The Royal Bahamas Defence Force (RBDF) is readying a contingent of 150 recruits to bolster its ranks, many of whom are drawn from students who participate in the National Youth Guard programs in Bahamian high schools. The recruitment drive is designed to funnel recruits into a new training process that emphasizes military training and to address a long-standing personnel shortage. Bahamian National Security Minister Wayne Munroe said the new class of recruits was expected to join the RBDF by the end of May 2025.
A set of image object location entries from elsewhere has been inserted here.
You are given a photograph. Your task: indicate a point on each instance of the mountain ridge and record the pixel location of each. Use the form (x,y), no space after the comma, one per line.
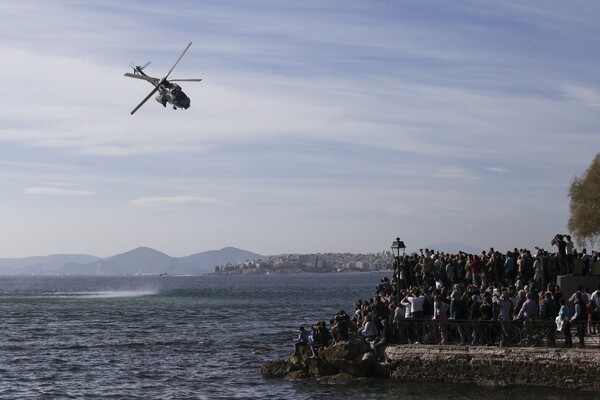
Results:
(141,260)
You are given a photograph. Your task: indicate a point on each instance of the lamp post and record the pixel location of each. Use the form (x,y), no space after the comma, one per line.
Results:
(397,248)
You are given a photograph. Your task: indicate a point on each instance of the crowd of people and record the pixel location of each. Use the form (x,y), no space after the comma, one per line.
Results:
(491,298)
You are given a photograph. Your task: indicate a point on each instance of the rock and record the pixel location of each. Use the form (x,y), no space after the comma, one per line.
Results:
(275,369)
(338,379)
(297,375)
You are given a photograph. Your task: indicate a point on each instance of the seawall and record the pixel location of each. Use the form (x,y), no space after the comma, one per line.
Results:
(486,366)
(548,367)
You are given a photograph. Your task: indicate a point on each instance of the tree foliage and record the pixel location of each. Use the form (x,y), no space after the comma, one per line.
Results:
(584,222)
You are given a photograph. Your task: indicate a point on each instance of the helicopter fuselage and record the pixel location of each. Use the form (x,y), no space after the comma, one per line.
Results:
(168,92)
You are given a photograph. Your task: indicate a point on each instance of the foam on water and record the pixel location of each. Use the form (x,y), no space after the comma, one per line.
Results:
(109,294)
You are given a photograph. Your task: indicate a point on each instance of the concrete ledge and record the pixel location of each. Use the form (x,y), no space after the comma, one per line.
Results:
(548,367)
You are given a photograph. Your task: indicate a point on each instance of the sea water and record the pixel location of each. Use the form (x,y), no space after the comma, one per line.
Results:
(185,337)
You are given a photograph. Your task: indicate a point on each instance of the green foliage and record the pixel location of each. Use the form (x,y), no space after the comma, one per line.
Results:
(584,222)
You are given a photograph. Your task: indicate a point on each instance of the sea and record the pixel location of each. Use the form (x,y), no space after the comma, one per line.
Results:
(186,337)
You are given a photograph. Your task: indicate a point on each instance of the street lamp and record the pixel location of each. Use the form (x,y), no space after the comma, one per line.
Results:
(397,247)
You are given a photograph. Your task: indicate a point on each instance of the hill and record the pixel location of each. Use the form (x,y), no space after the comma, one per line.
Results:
(140,261)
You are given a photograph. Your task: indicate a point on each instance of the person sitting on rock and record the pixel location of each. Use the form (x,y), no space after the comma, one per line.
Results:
(321,339)
(339,328)
(368,330)
(301,341)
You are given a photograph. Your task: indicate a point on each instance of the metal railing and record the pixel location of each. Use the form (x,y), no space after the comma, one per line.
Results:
(489,333)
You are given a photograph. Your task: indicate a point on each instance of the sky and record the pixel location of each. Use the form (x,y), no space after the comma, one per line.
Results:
(319,126)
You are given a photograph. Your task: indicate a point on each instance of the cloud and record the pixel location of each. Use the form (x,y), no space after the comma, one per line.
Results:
(49,191)
(498,169)
(190,201)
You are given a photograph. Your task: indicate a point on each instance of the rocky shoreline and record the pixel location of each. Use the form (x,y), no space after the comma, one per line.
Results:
(486,366)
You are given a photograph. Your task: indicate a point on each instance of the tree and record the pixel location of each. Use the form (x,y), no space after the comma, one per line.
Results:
(584,222)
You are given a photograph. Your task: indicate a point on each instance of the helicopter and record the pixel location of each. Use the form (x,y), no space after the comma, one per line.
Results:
(168,92)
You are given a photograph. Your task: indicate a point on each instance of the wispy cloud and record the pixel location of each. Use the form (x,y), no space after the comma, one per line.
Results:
(498,169)
(52,191)
(183,201)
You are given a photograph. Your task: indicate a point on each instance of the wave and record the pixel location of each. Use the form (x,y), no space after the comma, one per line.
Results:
(109,294)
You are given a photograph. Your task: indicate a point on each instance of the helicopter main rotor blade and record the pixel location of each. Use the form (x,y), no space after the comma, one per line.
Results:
(177,62)
(185,80)
(146,99)
(142,77)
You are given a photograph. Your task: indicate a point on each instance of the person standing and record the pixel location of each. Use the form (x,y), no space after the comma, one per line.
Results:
(580,318)
(564,314)
(559,242)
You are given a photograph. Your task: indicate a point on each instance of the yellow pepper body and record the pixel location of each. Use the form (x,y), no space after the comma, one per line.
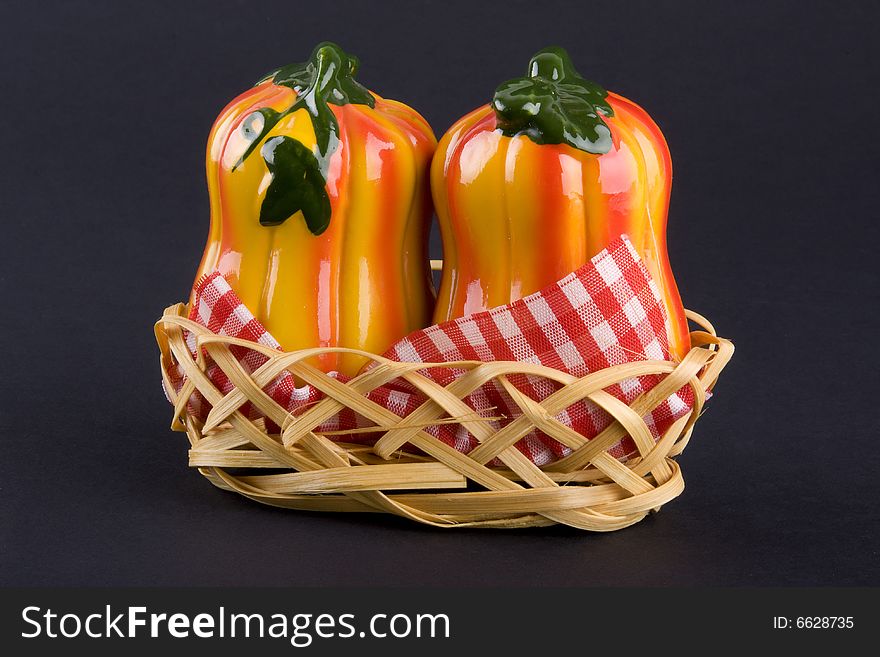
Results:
(363,281)
(517,215)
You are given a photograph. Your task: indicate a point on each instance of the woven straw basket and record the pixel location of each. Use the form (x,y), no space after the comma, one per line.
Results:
(588,489)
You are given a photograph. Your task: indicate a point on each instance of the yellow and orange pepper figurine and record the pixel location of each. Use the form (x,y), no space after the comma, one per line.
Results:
(529,187)
(320,209)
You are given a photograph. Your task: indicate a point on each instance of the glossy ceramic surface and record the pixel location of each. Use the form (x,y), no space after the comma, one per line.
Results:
(530,187)
(320,209)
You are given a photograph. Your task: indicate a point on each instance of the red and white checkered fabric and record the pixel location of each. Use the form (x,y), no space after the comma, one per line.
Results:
(606,313)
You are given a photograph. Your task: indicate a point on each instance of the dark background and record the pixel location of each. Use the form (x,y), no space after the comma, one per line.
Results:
(770,109)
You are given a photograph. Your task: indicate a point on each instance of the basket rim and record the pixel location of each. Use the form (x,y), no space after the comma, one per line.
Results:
(588,489)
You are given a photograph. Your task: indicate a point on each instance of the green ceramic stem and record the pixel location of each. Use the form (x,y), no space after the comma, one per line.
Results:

Munroe told reporters that the recruitment drive has been “very fortunate” to draw upon recent high school graduates who served in the National Youth Guard, an ROTC-type program. The Youth Guard has largely filled the gap, Munroe said, according to the Nassau Guardian, a Bahamian newspaper. The government is also anticipating recruits to fill openings in the police force and prison system, Munroe said. “We’re finding, fortunately, that the National Youth Guard is proving a very effective feeder system.”

The recruits’ previous training has exposed them to a “minimal amount of militarization,” Munroe said. The Bahamian government wants to double the size of the RBDF to better patrol the nation’s waters, reported Our News, a Bahamian television broadcaster, on May 25. The National Youth Guard, run by the Ministry for National Security, “is a youth program focused on equipping young people with the tools needed to assist the nation with the help of private and public agencies during national emergencies, such as natural disasters,” according to its website. The drive is the latest step to address attrition in the RBDF. Recent legislation raises the retirement age, allowing RBDF personnel to serve until the age of 60. The Defence Force has also bolstered its ranks by recruiting reserves, according to BahamasNational.com, a Bahamian news website. The RBDF is also drawing recruits from its Ranger program, a 30-year-old youth auxiliary wing for young people that has more than 1,000 members.

This initiative aims to enhance national security and ensure adequate staffing across the country’s primary law enforcement and defense bodies, according to the Nassau Guardian and other outlets. Former RBDF commander Commodore Dr. Raymond E. King recently told Bahamian state radio that he would like to expand the RBDF’s presence. “I would have done several human capital projections as a young officer for the command and the number we would have settled on is some 3,000. Three thousand, optimal, to really fulfill our mission because as we move into those regions – the north, the southern, central – you want to duplicate HMBS Coral Harbour and you want to run each facility as a base. It requires manpower, logistics, equipment, everything to duplicate it,” King said before his recent retirement.

The Bahamas spends roughly 0.8% of its Gross Domestic Product on defense, according to 2023 estimates, the latest available. The RBDF had 1,700 members in 2024, according to the CIA World Factbook.